A Replication Engine for providing a durable memory system which will withstand hardware and software failures
Original Publication Date: 2000-Nov-01
Included in the Prior Art Database: 2003-Jun-20
Disclosed is a Replication Engine for providing a durable memory system which will withstand hardware and software failures. A network of interconnected computer systems has many advantages. One of the key advantages is an inherent ability to provide continuous availability. A user can be connected to one or more computer systems. These systems are the primary systems for each user. When a primary computer system fails for any reason, either hardware or software, the system resources are no longer available to the user. In a network of interconnected computer systems, users connected to a primary computer system can be switched to a surviving, or secondary system, in the network.
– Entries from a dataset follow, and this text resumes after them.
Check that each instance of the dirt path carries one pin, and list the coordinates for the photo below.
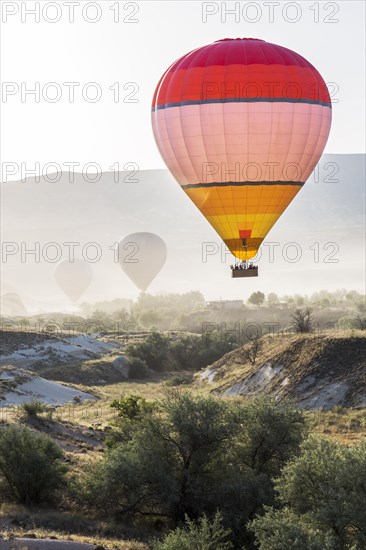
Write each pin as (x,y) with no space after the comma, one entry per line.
(42,544)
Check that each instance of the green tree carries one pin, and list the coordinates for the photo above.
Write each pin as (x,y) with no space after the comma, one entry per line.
(196,455)
(273,299)
(257,298)
(30,465)
(302,320)
(203,535)
(284,530)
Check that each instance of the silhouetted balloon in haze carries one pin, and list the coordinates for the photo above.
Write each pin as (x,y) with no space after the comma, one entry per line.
(141,256)
(73,278)
(11,304)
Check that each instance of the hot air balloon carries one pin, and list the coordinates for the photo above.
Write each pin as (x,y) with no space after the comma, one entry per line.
(73,277)
(241,124)
(141,256)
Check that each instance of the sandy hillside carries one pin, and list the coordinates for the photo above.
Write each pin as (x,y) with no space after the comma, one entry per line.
(318,371)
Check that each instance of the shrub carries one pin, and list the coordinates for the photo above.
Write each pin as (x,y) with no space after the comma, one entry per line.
(284,530)
(30,465)
(178,380)
(138,368)
(132,406)
(203,535)
(196,455)
(302,320)
(33,408)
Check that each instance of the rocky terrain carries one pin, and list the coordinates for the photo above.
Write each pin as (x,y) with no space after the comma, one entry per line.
(317,371)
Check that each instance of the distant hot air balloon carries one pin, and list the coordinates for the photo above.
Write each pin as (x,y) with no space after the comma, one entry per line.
(241,124)
(11,305)
(73,277)
(141,256)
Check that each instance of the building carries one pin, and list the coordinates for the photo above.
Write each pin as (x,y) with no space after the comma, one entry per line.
(224,304)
A time latency exists for establishing the user environment and applications on the secondary computer system. This time latency is known as the switch-over time. During the switch-over time, neither the primary nor the secondary computer systems are available to the user. Numerous time elements contribute to the switch-over time. These elements may include: detection that the primary system has indeed failed, disk access latency to establish the user working set on the secondary system, and user space initialization on the secondary system. Of the switch-over time elements, the disk access latency may be the major contributor to the switch-over time since the disk latency times are much greater than the CPU processing times. This invention provides a mechanism to completely eliminate the disk access latency from the switch-over time. Disk access latency can be eliminated from the switch-over time by providing a memory system which will a) not fail and b) contain the user’s working set. Numerous options are available for designing memory systems with very low failure rates. An ultra-low failure rate can be achieved by replicating a slice or the entire memory of the primary computer system in a remote node and maintaining the user’s working set in the remote node. With this dual memory system, a variant of a Remote Direct Access Memory (R-DMA) engine, known as a Replication Engine, is required. The Replication Engine is used to maintain an exact replicated image of the memory of the primary computer system in the second computer system.